Découverte de la Philosophie (Nîmes)

249 rue de Bouillargues

JEUDI     15h30-17h00     98€

Danièle Bouville

 

Fidèle au philosophe anglais Locke qui rejette «l’abus des mots» de ceux qui se plaisent à produire«un tissu curieux mais inexplicable de paroles obscures» à seule fin de «le faire admirer des autres hommes», nous veillons dans ce cours à la plus grande clarté  possible de notre propos, constamment animé par le souci de le mettre à la portée de tous, même si un vocabulaire technique s’impose parfois.  

Cette année, c’est de l’ AMOUR que nous traiterons, question au combien préoccupante dans la vie de chacun. C’est dire qu’ EROS, ce «magicien» selon les mots de Platon, occupera une place d’honneur. Nous ne négligerons pas pour autant les autres figures de l’AMOUR, comme l’AMOUR PARENTAL et FILIAL, ou l’AMOUR DU PROCHAIN et de DIEU, mais aussi l’AMOUR DE SOI et l’AMOUR-PROPRE.

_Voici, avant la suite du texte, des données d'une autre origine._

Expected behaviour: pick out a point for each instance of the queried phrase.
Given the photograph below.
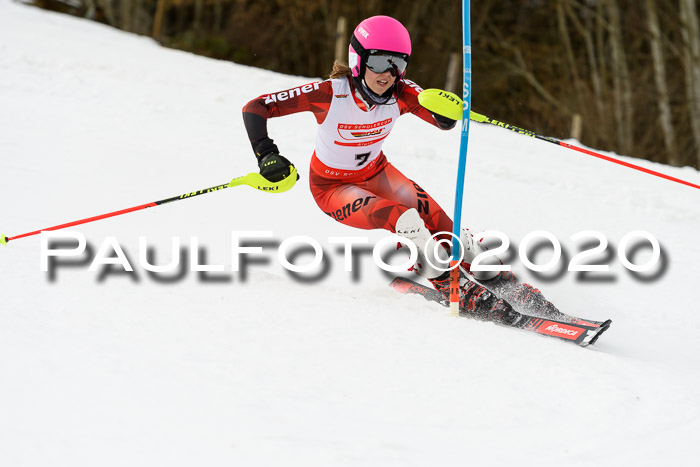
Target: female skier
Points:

C’est également sur NIETZSCHE que portera notre réflexion. Ce penseur allemand est désormais si célèbre que certains de ses propos donnent parfois lieu à des slogans. Pourtant, si notre époque lui rend souvent hommage, pendant longtemps l’Université a refusé de lui accorder ses lettres de noblesse. Et pour cause, puisque cet inactuel, selon ses mots, s’est plu à faire une critique au vitriol de l’esprit de son temps, et de son pays, pour lui préférer la Grèce Antique et son goût du tragique. Si l’on ajoute à cela que NIETZSCHE s’est défini lui-même comme de «la dynamite», et a toujours boudé ce qu’il appelle «la philosophie des concepts gris», préférant exprimer sa pensée dans un style poétique, aussi riche que subtil, on saisit aisément les raisons qui ont conduit l’institution à laisser un tel philosophe au bord du chemin. Réjouissons-nous donc que notre époque nous permette de goûter sans modération à son «Gai Savoir», et nous offre la possibilité de comprendre que, pour critique qu’il soit, loin d’être un négateur, NIETZSCHE nous convie bien au contraire à proclamer avec lui un retentissant «oui à la vie».